Dengan enggan Dara memberikan handphone-nya ke Ren. “Jangan buka-buka gallery, ya!”
“Ya ampun, ngapain juga kalau isinya foto-foto muka lo doang, mah,” tukas Ren.
Setelah lima menit, Ren mengembalikan handphone ke Dara dengan sebuah kalimat berbahasa Inggris yang ia tulis di notes.
“Gue tulis di notes tuh biar nggak ilang,” kata Ren. Dara membaca kalimat tersebut, mengernyitkan dahi dan bilang bahwa bagus juga kata-katanya.
“Artinya apa ini? Yang ngomong siapa, kok nggak ada nama orangnya?” tanya Dara.
“Tentang persahabatan, Dar. Pokoknya ngena banget, deh! Tapi nggak ada info gitu yang ngomongnya siapa,” jawab Ren.
“Oke, makasih Narendra!” kata Dara penuh semangat. Ia kemudian mengedit fotonya dan di-post menggunakan kata-kata yang diberikan oleh Ren.
Bel tanda istirahat selesai berbunyi. Tiga menit kemudian, Pak Zul guru kesenian memasuki kelas. Pak Zul dijuluki oleh para siswa sebagai guru yang makan gaji buta. Pasalnya, setiap pelajaran kesenian, siswa hanya diminta untuk bermain musik. Bebas, mau main alat musik apa saja, memainkan lagu apa saja, nyanyi apa saja. Musik klasik boleh, musik tradisional boleh, musik metal juga boleh. Pokoknya, selama itu ada hubungannya dengan musik.
Pelajaran ini adalah pelajaran favorit Ren, Javier, dan Abu. Ren dan Javier senang karena memiliki selera musik yang sama dengan Pak Zul, yaitu rock dan metal. Jadi selama pelajaran kesenian, Ren, Javier, dan Pak Zul sibuk membahas soal band-band rock klasik, sambil terkadang nyanyi bareng. Abu senang karena itu satu-satunya mata pelajaran di mana ia diperbolehkan untuk menulis puisi, karena toh masih ada hubungannya dengan seni. Ia juga jadi bisa memamerkan puisi-puisinya ke Pak Zul, yang kemudian akan diberikan saran dan masukan setelahnya.
Bagaimana kalau mau ulangan kenaikan kelas? Seminggu sebelum pekan ulangan, Pak Zul akan membagikan handout berisi sedikit materi yang ada hubungannya dengan kesenian yang diambil dari internet. Soal-soal ulangannya merupakan pertanyaan-pertanyaan mudah dari materi tersebut.

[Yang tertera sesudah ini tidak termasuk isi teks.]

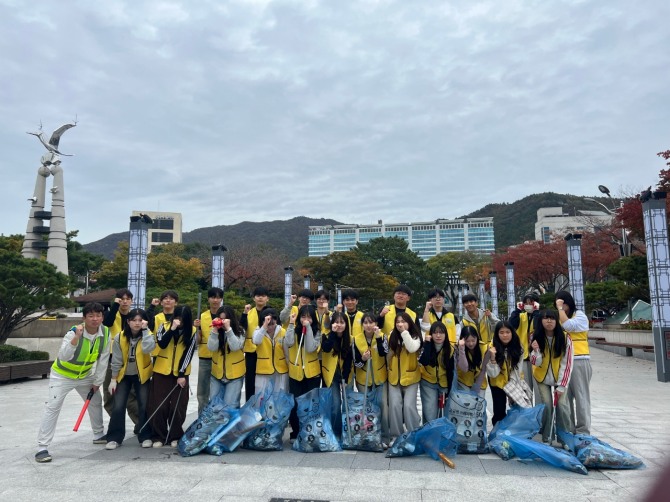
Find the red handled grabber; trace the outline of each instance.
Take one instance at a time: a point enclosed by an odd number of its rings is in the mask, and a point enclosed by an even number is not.
[[[84,401],[84,406],[81,407],[81,412],[79,413],[79,418],[77,419],[77,423],[74,424],[74,429],[73,431],[77,432],[79,430],[79,425],[81,425],[81,421],[84,419],[84,415],[86,415],[86,410],[88,409],[88,405],[91,404],[91,399],[93,398],[93,389],[88,391],[88,394],[86,395],[86,401]]]

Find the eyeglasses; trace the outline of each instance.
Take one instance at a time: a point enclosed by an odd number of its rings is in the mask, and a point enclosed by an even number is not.
[[[555,317],[549,317],[549,316],[543,316],[542,319],[548,319],[550,321],[555,321],[556,320]]]

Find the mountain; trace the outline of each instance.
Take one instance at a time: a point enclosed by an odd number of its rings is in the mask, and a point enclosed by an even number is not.
[[[607,197],[592,197],[609,207]],[[586,200],[585,197],[554,192],[529,195],[511,204],[488,204],[461,218],[493,217],[493,233],[496,249],[513,244],[535,240],[535,222],[537,210],[543,207],[562,207],[563,213],[576,214],[577,210],[602,211],[600,204]]]
[[[298,216],[290,220],[252,222],[243,221],[236,225],[217,225],[215,227],[196,228],[182,233],[182,242],[191,244],[201,242],[207,245],[224,244],[234,248],[238,243],[263,244],[275,248],[290,260],[307,256],[307,231],[312,225],[340,225],[327,218],[307,218]],[[98,241],[84,244],[90,253],[112,259],[119,242],[128,240],[128,232],[108,235]]]

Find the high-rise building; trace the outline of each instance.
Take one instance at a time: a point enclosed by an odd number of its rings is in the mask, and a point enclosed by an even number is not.
[[[535,240],[549,243],[552,232],[595,231],[611,223],[612,215],[603,211],[577,210],[575,215],[569,215],[562,207],[541,207],[537,210]]]
[[[450,251],[493,253],[493,218],[435,220],[420,223],[326,225],[309,227],[309,256],[348,251],[377,237],[402,237],[421,258]]]
[[[181,242],[181,213],[162,211],[133,211],[132,216],[146,214],[153,223],[149,229],[149,251],[154,246]]]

Pak Zul adalah guru kesayangan para siswa karena sifat santainya itu. Berbeda dengan Pak Karim, guru kesenian sebelumnya, yang setiap dua minggu sekali mewajibkan seluruh siswa untuk membuat sebuah karya seni. Hal ini menjadi ancaman besar bagi siswa-siswa yang sama sekali tidak memiliki bakat seni. Bahkan, saking stresnya karena tidak mendapatkan ide apapun, ada yang sampai muntah-muntah.

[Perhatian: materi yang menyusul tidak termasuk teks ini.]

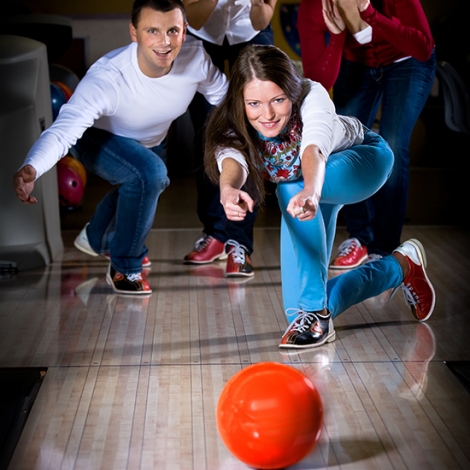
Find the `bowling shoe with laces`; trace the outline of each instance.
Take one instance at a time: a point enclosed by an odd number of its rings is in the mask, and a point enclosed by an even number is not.
[[[75,245],[75,248],[83,253],[86,253],[87,255],[98,256],[99,253],[93,250],[93,248],[90,246],[90,242],[88,241],[88,235],[86,233],[88,225],[89,224],[87,223],[85,227],[82,228],[81,232],[75,238],[73,244]]]
[[[225,277],[251,277],[255,275],[248,250],[235,240],[227,241],[228,258]]]
[[[415,318],[425,321],[434,311],[436,293],[426,274],[427,262],[424,247],[419,240],[411,238],[393,252],[403,255],[409,266],[409,272],[399,286],[403,291],[405,301]]]
[[[188,264],[207,264],[227,258],[225,243],[210,235],[204,235],[194,244],[194,249],[184,257]]]
[[[367,247],[362,246],[357,238],[348,238],[339,246],[336,258],[330,269],[352,269],[360,266],[367,259]]]
[[[282,336],[280,348],[315,348],[335,340],[330,313],[324,315],[323,311],[304,312],[300,309],[298,312]]]
[[[142,273],[122,274],[116,271],[111,263],[106,273],[106,282],[118,294],[150,295],[152,293],[152,288]]]

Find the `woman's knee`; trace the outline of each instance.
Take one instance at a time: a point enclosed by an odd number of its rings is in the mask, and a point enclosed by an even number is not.
[[[364,140],[364,144],[369,147],[377,173],[383,174],[388,178],[395,163],[395,155],[389,143],[378,134],[369,132]]]
[[[386,178],[389,178],[395,164],[395,155],[389,145],[379,151],[378,165]]]

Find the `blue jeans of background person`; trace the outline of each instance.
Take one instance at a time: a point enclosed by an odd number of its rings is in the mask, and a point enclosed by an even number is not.
[[[362,290],[358,286],[360,281],[343,282],[339,284],[340,289],[328,294],[328,263],[338,212],[344,204],[353,204],[374,194],[389,177],[392,166],[393,152],[389,145],[371,131],[366,132],[362,144],[332,153],[326,164],[318,212],[312,220],[306,222],[292,217],[286,210],[290,199],[303,189],[303,179],[277,185],[276,195],[282,211],[282,297],[289,321],[297,315],[289,309],[316,312],[326,307],[333,316],[339,315],[347,306],[364,300],[366,288],[369,289],[367,292],[375,293],[378,289],[380,293],[383,285],[389,282],[381,279],[373,287],[362,282]],[[393,264],[393,260],[391,262]],[[399,268],[398,262],[397,265]],[[348,274],[352,276],[349,279],[354,280],[358,270],[354,269],[339,277]],[[362,271],[358,272],[357,279],[361,277]]]
[[[372,68],[343,60],[333,88],[338,114],[356,116],[372,128],[381,104],[379,134],[395,154],[392,174],[366,201],[344,207],[351,238],[368,253],[390,254],[400,244],[410,182],[410,140],[436,73],[435,52],[426,62],[409,58]]]
[[[114,186],[87,227],[90,246],[97,253],[109,252],[118,272],[140,273],[157,201],[170,182],[164,145],[146,148],[136,140],[90,128],[75,150],[88,171]]]
[[[219,46],[208,41],[203,41],[204,48],[212,58],[212,62],[223,72],[225,61],[229,68],[232,67],[240,51],[248,44],[274,44],[274,34],[269,25],[260,31],[251,41],[229,45],[227,39]],[[224,208],[220,204],[220,192],[218,185],[214,185],[207,178],[204,171],[204,125],[212,106],[200,93],[196,93],[189,106],[189,114],[194,127],[194,159],[196,167],[197,187],[197,214],[203,224],[203,231],[220,242],[235,240],[245,246],[248,253],[253,252],[253,226],[258,214],[258,207],[253,212],[248,212],[245,219],[240,222],[229,221]]]

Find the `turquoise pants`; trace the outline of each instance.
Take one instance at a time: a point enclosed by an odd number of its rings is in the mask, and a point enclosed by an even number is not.
[[[374,194],[387,181],[392,166],[389,145],[371,131],[366,132],[361,145],[332,153],[326,164],[319,210],[307,222],[286,211],[290,199],[302,190],[303,179],[277,185],[282,211],[282,295],[288,322],[297,315],[292,310],[289,315],[288,309],[313,312],[326,307],[334,318],[350,306],[401,284],[402,269],[392,255],[328,280],[339,210]]]

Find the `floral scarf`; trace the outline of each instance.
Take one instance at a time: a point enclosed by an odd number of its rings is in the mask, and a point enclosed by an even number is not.
[[[258,151],[264,161],[264,177],[273,183],[296,180],[302,176],[300,142],[302,123],[292,116],[285,129],[276,137],[264,137],[258,132]]]

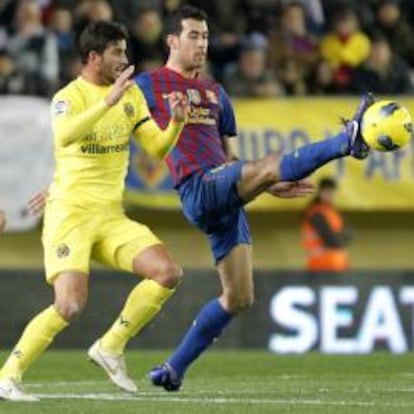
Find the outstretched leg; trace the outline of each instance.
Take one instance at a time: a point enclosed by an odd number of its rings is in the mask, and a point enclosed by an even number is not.
[[[363,96],[354,118],[335,137],[304,145],[286,155],[272,153],[258,161],[246,162],[237,185],[240,198],[249,202],[274,183],[301,180],[337,158],[348,155],[366,158],[369,147],[360,134],[360,122],[373,102],[372,95]]]

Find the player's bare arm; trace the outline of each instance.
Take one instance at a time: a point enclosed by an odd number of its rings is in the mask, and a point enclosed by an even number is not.
[[[224,137],[224,152],[228,162],[239,160],[239,145],[237,137]]]

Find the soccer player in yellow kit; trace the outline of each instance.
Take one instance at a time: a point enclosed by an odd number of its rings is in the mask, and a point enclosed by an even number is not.
[[[134,68],[126,68],[126,39],[126,30],[116,23],[87,26],[79,40],[82,73],[53,98],[56,172],[42,241],[55,301],[29,322],[3,365],[2,399],[37,400],[22,389],[22,375],[84,308],[91,258],[144,278],[112,327],[88,351],[129,392],[136,385],[126,371],[124,348],[179,282],[181,269],[166,247],[148,227],[124,215],[122,195],[130,135],[150,155],[163,159],[178,140],[188,102],[172,95],[170,123],[165,130],[158,128],[140,89],[129,79]]]

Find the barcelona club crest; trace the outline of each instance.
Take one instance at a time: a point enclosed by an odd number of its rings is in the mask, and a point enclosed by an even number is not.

Tidak semua siswa memiliki bakat bermusik, atau seni secara keseluruhan, sehingga beberapa siswa ada yang lebih memilih untuk melakukan hal lain ketimbang bermusik. Rana, misalnya, yang sibuk dengan buku catatannya, atau Dara dan Nadia yang sedang menonton video orang lagi ngomel-ngomel di medsos. Memang lagi trend-nya.
Nadia yang sedang melihat-lihat ke sekitar sementara menunggu Dara mencari video lainnya, mendapati Rana yang sedang duduk sendirian.
“Dar, si Rana itu kayaknya pemalu, ya?” kata Nadia sambil mengarahkan dagunya ke arah Rana.